Hebrew College is a wonderful institution which had a major role in developing the Me’ah program of adult Jewish education, runs Prozdor, an outstanding supplmentary high school Jewish education program, and a few years ago created a trans-denominational rabbinical school, among many other things. Rabbi Lehmann, who only recently became president of the College, said that intermarriage had become a much bigger issue there particularly in the rabbinical school, with issues being presented about whether people who are intermarried could be admitted to the school, or whether people who developed interfaith relationships while in school could be ordained. (Coincidentally, we’ve just published an article by Edie Mueller about her experience fifteen years ago when she wanted to attend rabbinical school and was told she could not be admitted because she was intermarried.)  Rabbi Lehmann said that the issue of officiation at weddings of interfaith couples is also being raised among their rabbinic students.
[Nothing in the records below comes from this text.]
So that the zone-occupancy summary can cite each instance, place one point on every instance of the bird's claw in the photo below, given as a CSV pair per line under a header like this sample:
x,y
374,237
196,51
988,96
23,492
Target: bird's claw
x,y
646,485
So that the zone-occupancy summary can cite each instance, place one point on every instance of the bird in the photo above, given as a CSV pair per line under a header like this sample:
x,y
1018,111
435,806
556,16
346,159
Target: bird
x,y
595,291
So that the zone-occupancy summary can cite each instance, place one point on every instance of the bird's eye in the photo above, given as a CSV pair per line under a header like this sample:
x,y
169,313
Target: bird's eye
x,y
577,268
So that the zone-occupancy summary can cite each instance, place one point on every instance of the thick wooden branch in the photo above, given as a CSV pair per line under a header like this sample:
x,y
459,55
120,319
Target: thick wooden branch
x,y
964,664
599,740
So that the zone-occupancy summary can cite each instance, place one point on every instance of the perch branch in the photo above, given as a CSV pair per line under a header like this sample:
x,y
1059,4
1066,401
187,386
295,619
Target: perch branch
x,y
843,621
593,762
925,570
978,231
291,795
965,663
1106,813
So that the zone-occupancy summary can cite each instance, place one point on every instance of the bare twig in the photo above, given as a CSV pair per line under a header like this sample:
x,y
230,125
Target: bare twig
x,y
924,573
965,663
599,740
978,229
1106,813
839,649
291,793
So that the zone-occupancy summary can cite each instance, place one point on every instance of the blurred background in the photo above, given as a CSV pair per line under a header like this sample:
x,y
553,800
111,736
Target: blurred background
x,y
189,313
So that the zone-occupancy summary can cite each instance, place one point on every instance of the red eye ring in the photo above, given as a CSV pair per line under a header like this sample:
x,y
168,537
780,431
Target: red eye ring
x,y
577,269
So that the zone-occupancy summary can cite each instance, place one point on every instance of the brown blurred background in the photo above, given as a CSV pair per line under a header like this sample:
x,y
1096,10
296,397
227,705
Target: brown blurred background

It is difficult to capture the wide ranging conversation about intermarriage between Lehmann, Feldman and the audience. One interesting thread was when Feldman described an internal tension in the thinking of American Jews about how we should think about who people should marry. After pointing out that a Jew would experience as anti-Semitic a situation where a non-Jewish family objected to their child marrying a Jew, he asked why is it socially normative for only Jews, and possibly African-Americans, to say that they want their children to marry only other like them? Someone made the point that the child of a black person and a white person will still be black, therefore blacks have less reason to insist on endogamous marriage, but the same isn’t true of the child of a Jew and a non-Jew.

After saying that half of Jews are “voting with their huppahs,” Feldman said there is a deep and profound soul-searching going on in the Jewish community about intermarriage, with many people feeling that their Judaism is not incompatible with their being intermarried. I understood Lehmann to say in that context that intermarriage “will certainly weaken” Jewish affiliation or continuity or community, a point that I argued with him privately after the program ended. If there was a flash point in the discussion, that was it.  As is usual in my experience in this kind of setting, the points of view were all over the spectrum. A woman in the audience said with emotion that her intermarriage had not lessened her Jewish involvement in any way. A man in the audience said he was intermarried, very active in the Workmen’s Circle, and his three teenage sons were fluent in Yiddish. Another woman in the after-program private discussions said that the way to prevent intermarriage was for parents to forbid interdating.

Aside from the two audience comments, the one perspective that was not presented clearly by either Lehmann or Feldman was the view that intermarriage is an opportunity for enlarging and enriching the Jewish community. Feldman didn’t discuss how he and his wife are raising their children, and the importance of encouraging and supporting Jewish choices by interfaith couples and families in that regard was overlooked.